The concept of user pays is well entrenched in New
Zealand. People mostly accept that if
you benefit from something, then you pay for it. Interestingly, when it comes to infrastructure,
users and those who benefit aren’t necessarily the same.
In my opinion, all New Zealanders generally benefit -
directly or indirectly -from improvements in infrastructure and therefore the
costs should be shared among us all.
This isn’t a widely held viewpoint.
For instance, many people who live outside Auckland
object to paying for Auckland roading.
They fail to appreciate that, although they don’t directly use Auckland
roads, they would benefit from improved roads in the region.
Most of New Zealand’s petrol and diesel comes from the
Marsden Point Refinery in Whangarei and is transported by road to Auckland for
distribution around the country. It
makes economic sense that the faster we can move petrol (and other goods)
around the country, the lower the cost everywhere. So logically, because
everyone benefits from cheaper petrol and other goods, it makes sense that everyone
should contribute to Auckland roading.
It’s been estimated that a sensible roading network in
Auckland could increase productivity by 10% due to reduced travelling
times. With one-third of the population
living in Auckland, this would increase the productivity of the country by
3.33% overall. Clearly, that benefits all New Zealanders.

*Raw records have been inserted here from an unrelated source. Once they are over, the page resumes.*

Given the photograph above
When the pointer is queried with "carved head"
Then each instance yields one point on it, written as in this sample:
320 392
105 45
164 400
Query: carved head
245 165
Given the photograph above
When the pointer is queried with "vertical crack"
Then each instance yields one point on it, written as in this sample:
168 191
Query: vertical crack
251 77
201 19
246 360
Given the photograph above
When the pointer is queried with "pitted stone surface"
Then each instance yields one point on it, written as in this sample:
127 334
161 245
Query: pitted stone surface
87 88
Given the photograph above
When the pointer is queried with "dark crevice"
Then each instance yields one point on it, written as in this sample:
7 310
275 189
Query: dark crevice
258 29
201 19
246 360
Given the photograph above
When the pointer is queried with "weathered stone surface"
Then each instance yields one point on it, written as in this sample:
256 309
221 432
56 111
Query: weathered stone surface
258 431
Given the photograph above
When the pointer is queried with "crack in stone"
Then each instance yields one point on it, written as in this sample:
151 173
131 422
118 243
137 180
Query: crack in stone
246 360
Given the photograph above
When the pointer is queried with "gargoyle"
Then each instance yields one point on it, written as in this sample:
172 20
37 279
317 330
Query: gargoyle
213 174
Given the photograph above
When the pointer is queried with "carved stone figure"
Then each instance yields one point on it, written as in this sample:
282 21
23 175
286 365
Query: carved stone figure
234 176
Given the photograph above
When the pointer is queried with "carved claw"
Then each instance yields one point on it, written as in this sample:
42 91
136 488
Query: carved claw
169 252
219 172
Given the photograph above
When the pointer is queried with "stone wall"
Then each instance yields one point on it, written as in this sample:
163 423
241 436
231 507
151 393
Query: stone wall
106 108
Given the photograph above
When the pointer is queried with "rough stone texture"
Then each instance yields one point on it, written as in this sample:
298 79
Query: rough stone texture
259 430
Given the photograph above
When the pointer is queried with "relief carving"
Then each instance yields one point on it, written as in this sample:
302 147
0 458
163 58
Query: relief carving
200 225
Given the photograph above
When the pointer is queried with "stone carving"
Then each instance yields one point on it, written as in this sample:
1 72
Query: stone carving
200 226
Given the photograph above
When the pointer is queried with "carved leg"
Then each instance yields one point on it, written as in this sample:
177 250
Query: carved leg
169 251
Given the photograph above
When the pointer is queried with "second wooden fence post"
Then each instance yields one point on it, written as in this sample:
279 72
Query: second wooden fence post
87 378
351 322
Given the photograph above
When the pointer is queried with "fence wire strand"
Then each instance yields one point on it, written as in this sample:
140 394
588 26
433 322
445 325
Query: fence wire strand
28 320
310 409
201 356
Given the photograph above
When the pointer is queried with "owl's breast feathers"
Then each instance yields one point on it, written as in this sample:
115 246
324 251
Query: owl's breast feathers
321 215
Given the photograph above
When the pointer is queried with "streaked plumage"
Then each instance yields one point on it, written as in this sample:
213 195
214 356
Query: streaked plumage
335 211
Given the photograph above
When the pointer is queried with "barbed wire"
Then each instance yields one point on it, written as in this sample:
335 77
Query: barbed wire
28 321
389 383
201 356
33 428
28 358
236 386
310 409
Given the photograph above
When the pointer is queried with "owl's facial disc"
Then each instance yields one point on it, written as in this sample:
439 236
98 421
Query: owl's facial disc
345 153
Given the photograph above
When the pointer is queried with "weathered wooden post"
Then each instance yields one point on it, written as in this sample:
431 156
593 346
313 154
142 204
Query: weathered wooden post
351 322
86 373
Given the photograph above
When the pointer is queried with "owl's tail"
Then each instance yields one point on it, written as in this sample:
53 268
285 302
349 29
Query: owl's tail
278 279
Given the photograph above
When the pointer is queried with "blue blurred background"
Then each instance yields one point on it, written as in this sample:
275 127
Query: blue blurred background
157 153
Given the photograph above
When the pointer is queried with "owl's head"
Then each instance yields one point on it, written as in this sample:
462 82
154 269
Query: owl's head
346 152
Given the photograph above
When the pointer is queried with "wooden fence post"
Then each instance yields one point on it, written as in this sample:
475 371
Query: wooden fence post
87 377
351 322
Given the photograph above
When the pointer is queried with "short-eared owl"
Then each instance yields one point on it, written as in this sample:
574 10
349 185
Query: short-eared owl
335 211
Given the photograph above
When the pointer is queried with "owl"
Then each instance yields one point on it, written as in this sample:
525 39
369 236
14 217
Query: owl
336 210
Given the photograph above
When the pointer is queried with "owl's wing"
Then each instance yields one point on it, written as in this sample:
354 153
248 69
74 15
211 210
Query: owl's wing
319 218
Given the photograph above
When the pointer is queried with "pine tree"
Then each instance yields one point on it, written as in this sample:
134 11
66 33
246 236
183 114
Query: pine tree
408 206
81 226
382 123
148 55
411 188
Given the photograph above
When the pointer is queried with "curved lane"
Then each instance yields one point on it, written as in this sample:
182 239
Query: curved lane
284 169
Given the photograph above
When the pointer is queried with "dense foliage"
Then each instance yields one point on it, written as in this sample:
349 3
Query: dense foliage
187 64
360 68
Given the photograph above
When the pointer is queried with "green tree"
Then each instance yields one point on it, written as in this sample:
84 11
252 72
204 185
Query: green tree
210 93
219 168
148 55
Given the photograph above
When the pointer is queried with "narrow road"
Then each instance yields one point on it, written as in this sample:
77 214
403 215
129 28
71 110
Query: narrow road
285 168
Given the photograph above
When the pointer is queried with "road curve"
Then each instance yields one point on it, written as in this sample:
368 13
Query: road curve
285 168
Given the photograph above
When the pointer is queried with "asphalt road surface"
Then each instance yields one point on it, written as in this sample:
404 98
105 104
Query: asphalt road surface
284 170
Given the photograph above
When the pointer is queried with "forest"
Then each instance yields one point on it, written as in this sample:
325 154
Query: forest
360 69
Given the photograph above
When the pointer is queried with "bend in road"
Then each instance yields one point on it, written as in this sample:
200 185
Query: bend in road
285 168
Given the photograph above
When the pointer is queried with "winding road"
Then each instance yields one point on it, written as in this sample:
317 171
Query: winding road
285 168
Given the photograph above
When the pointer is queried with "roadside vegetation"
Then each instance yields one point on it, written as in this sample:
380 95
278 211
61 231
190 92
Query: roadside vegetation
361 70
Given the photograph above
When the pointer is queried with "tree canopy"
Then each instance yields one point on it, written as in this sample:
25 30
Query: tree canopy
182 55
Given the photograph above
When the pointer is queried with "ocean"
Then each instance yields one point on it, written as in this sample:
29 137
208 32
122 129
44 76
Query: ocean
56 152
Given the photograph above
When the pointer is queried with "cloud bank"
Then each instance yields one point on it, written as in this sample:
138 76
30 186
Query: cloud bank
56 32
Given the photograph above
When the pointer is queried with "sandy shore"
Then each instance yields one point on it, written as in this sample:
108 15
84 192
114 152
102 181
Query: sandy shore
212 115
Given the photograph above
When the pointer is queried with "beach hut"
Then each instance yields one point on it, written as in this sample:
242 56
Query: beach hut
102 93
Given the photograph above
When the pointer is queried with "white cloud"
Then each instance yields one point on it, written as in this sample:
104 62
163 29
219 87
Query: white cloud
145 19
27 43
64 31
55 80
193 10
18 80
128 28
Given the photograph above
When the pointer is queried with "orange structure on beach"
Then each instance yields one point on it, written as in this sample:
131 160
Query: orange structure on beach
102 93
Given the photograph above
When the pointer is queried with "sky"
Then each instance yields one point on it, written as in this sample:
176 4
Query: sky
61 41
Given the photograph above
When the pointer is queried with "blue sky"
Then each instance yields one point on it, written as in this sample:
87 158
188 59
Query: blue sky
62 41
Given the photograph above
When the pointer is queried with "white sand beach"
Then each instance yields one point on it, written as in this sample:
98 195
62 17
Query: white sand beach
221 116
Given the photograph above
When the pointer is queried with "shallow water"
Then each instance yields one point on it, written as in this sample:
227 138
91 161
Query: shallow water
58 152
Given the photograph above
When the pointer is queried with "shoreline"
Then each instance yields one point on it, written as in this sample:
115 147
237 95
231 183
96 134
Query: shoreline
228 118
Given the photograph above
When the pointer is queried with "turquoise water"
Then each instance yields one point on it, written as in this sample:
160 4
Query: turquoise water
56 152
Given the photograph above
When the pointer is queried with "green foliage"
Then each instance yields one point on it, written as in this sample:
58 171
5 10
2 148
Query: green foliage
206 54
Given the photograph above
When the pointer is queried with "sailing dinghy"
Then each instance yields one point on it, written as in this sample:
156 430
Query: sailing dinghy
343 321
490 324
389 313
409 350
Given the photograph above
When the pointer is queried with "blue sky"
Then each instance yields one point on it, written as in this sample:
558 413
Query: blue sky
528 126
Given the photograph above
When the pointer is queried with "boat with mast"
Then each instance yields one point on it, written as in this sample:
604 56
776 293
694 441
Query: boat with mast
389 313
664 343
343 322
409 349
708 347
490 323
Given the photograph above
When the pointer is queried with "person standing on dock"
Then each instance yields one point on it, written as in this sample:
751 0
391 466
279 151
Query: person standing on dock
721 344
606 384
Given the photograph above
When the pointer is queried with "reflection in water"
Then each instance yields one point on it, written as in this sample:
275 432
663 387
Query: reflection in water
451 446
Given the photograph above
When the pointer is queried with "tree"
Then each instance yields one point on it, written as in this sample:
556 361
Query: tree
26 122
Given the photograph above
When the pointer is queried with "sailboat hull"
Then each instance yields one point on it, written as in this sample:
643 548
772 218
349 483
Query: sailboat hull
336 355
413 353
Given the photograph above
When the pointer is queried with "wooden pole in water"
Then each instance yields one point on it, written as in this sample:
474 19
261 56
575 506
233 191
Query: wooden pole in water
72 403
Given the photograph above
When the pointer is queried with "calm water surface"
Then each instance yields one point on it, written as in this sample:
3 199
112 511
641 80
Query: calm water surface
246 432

All New Zealanders benefit from tourism, which is a
huge revenue source for our country.
Te Anau is the gateway to the extraordinary Milford
Sound which attracts many international tourists annually. Te Anau’s population is about 2000. However over summer, the population trebles
and an additional 4000 beds are required for visitors.
Tourism is important for the economies of both Te Anau
and New Zealand. But it would be
difficult for Te Anau’s 2000 people to pay for and support infrastructure for
6,000 people - as it is for the many other communities who are gateways to our
landmark tourism areas. Because we all
benefit from the revenue that tourism generates, shouldn’t we all contribute to
the infrastructure required to support access to these places?
Central funding would resolve the user pays
issue. Where things are legislated in
law, local communities have no choice about whether or not to comply and as
such should not be asked to pay.
Central control and management of infrastructure at a
national level, particularly in the water and waste water sector, is a
must. We have central funding for our
roads, so why not for this equally critical area?
Central funding has two impacts: 1) it removes local
communities from the sole responsibility of paying for a piece of nationally
significant infrastructure; and 2 ) It removes the control of the level of
service from the local community and puts it into the hands of people with
expertise in that area.
National provider of water and wastewater infrastructure
A fine example of a highly efficient national provider
of core infrastructure services is in Scotland, where water and sewerage services are provided by a single
public company, Scottish Water. The success
of Scottish Water is widely acknowledged.
It is regulated by the Water
Industry Commission for Scotland, which ensures
that householders and businesses
receive a high-quality service and value for money by setting prices,
monitoring Scottish Water’s performance and facilitating competition in the
If we could stop being so regionally focussed and
start thinking nationally about implementing a similar system here - New
Zealand Water - the benefits in terms of quality and cost would be immense.
I believe that directly and indirectly, we all benefit
from infrastructure and should therefore all contribute towards its cost. At best, the user pays approach is parochial
and inefficient. At worst it’s holding
us back from making the necessary investment in our infrastructure, which is
critical to increasing productivity, driving growth and enhancing our quality
It’s time to think about infrastructure from a
national perspective and not as a collection of independent regions.